Kremlin Zoria

So, over in Moscow, they’ve been having the Kremlin Zoria. Think of it as a version of the Edinburgh Military Tattoo.

The festival, known as Kremlin Zoria, has already
drawn favourable comparisons with the Edinburgh tattoo since its first
performance on Thursday.

Cossack dancers and Russian mounted guardsmen
delighted a 7,000-strong audience in front of the famous domes of St
Basil’s cathedral before the Commonwealth pipes and drums emerged from
the Kremlin’s Spassky Gate in a shroud of dry ice.

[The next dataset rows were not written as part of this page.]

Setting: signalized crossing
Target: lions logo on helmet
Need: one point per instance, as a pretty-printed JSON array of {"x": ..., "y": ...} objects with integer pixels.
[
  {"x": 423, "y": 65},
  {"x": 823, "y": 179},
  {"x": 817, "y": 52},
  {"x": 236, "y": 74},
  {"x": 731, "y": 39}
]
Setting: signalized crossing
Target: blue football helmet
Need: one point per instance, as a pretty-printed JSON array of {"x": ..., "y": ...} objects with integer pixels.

The event culminated in a spectacular finale,
with over 1,000 soldiers, accompanied by a choir, massed on the cobbles
of the square to perform excerpts from Tchaikovsky’s 1812 overture,
Beethoven’s Ode to Joy and the Coldstream Guards’ famous arrangement of
Amazing Grace.

The final salute, accompanied by a blaze of fireworks, was taken by Prince Michael of Kent.

Prince Michael is an interesting choice. He does speak Russian, has been involved in a number of ventures over there in recent years. But peraps this is the real reason:

040420_prince_michael_1

Tsar Nicholas II

Nicholas_ii

Prince Michael of Kent.

They are, after all, related (a great nephew, second cousin, something like that). Actually, I’ve read a novel where the solution to Russia’s problems of the 90s was to put him on the Throne.

2 responses

  1. ‘Icon’ by Frederick Forsyth?
    Tim adds: That’s it.

  2. And some people say that Prince Michael isn’t value for money, when with him you get two royals for the price of one!